Naga was pleased by what Aijaz had said about him and delighted that it had been said in front of Tilo. He could not resist a small performance.
“You crossed over? You were trained in Pakistan?” Naga asked Aijaz once he was sure Ashfaq Mir was out of earshot.
“No. I was trained here. In Kashmir. We have everything here now. Training, weapons…We buy our ammunition from the army. It’s twenty rupees for a bullet, nine hundred for—”
“From the army?”
“Yes. They don’t want the militancy to end. They don’t want to leave Kashmir. They are very happy with the situation as it is. Everybody on all sides is making money on the bodies of young Kashmiris. So many of the grenade blasts and massacres are done by them.”
“You’re a Kashmiri. Why did you choose the Lashkar instead of Hizb or JKLF?”

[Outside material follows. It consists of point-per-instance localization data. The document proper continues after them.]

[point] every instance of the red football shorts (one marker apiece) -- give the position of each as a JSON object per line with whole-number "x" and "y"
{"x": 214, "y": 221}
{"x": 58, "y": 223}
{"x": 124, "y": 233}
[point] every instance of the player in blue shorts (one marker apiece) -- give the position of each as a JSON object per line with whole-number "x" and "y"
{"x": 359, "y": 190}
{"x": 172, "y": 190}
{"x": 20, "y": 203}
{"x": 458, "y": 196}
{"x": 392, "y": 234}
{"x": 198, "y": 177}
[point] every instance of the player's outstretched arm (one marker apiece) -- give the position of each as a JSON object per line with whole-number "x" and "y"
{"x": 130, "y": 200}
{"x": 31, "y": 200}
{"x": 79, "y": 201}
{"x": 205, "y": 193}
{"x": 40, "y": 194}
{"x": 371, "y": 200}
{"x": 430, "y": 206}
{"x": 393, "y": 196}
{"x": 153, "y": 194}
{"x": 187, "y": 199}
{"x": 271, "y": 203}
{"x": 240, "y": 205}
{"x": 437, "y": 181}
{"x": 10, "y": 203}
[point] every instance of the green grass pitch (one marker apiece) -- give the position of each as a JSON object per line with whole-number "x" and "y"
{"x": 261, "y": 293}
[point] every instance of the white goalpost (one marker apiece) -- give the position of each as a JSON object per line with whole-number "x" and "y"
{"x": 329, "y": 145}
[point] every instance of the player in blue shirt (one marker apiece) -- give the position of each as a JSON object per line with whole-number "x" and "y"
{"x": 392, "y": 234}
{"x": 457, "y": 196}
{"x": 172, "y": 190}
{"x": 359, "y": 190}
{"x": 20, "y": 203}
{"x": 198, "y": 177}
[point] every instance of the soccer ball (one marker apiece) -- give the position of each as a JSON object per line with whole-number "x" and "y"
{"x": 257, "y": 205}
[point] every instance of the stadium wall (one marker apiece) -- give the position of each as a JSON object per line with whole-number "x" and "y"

“Because even the Hizb has respect for certain political leaders in Kashmir. In Lashkar we have no respect for these leaders. I have no respect for any leader. They have cheated and betrayed us. They have made their political careers on the bodies of Kashmiris. They have no plan. I joined Lashkar because I wanted to die. I am supposed to be dead. I did not ever think I would be caught alive.”
“But first—before you died—you wanted to kill…?”
Aijaz looked Naga in the eye.
“Yes. I wanted to kill the murderers of my people. Is that wrong? You can write that.”
—
Ashfaq Mir burst in, smiling broadly, but his unsmiling eyes darted from person to person, trying to assess what had passed between them.
“Enough? Happy? Did he cooperate? Before publication you can please reconfirm with me any facts he gave you. He’s a terrorist, after all. My terrorist brother.”
And once again he guffawed happily and rang his bell. The burly policeman returned, gathered Aijaz in his arms and carried him away.
Once the snack had been cleared away on its burly tray, Naga and Tilo were given cheerful (but unspoken) permission to leave. The food on the plates remained untouched, the military formation unbreached.